En un discurso ante el Detroit Economic Club, Trump destacó que esta medida afectará particularmente a los inmigrantes procedentes de Somalia, aunque se extenderá a cualquier país cuyos ciudadanos sean hallados culpables de defraudar a los ciudadanos estadounidenses.
“Vamos a revocar la ciudadanía de cualquier inmigrante naturalizado de Somalia o de cualquier otro lugar que sea condenado por defraudar a nuestros ciudadanos”, afirmó el mandatario republicano. Además, subrayó que los inmigrantes que cometan estos delitos serán rápidamente deportados, anunciando que el proceso será “rápido y firme”.
El enfoque de la administración Trump sobre la inmigración en EEUU
Esta declaración llega en medio de una serie de políticas agresivas hacia los inmigrantes en el país. La comunidad somalí, que ha sido objeto de numerosas medidas restrictivas, fue mencionada específicamente por el presidente, quien afirmó que “si vienes a América a robar, te metemos en prisión y te enviamos de regreso al lugar de donde viniste”.
Esta retórica ha sido recurrente en las intervenciones públicas de Trump, quien ha intensificado su discurso contra ciertos grupos de inmigrantes.
Medidas adicionales contra los inmigrantes somalíes
Además de esta medida contra los fraudes, la administración de Trump ha llevado a cabo una ofensiva en Minnesota, enfocada en lo que considera un fraude a gran escala relacionado con los beneficios públicos dentro de la comunidad somalí del estado.
Otro cambio importante impulsado por la administración Trump es el fin del Estatus de Protección Temporal (TPS) para los nacionales somalíes. Este estatus permitía a los inmigrantes de Somalia vivir y trabajar en EEUU de manera temporal, debido a las condiciones de inseguridad en su país de origen.
El anuncio presidencial ha generado un fuerte rechazo entre los defensores de los derechos de los inmigrantes, que consideran que las políticas de Trump son discriminatorias y afectan de manera desproporcionada a los inmigrantes de ciertos orígenes.
Cubanos y nacionales de otros 74 países no pueden acceder a visas de inmigrante a EEUU
Desde el próximo 21 de enero entrará en vigor la suspensión indefinida del procesamiento de visas de inmigrante para 75 países, entre ellos Cuba, Nicaragua y Venezuela.

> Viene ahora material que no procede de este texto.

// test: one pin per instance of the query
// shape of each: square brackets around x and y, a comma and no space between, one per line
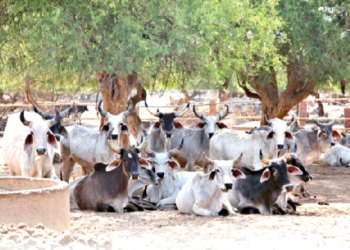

El objetivo de la medida es reducir la inmigración de personas consideradas “carga pública”, es decir, aquellos que podrían depender de ayudas sociales una vez en el país.
El impacto de la suspensión será global, afectando principalmente a países de África, Asia y América, con 28 países de África (37%), 23 de Asia (30%) y 15 de América (20%) en la lista.
La decisión agrava aún más la difícil situación migratoria desde Cuba, que ya sufre la falta de canales migratorios efectivos, y Venezuela, que ve cómo el colapso social y económico impulsa el éxodo masivo.
Aunque se permitirán algunas excepciones, serán limitadas. Las críticas de organizaciones de derechos humanos destacan que la medida afecta a quienes huyen de condiciones extremas como pobreza, violencia o persecución.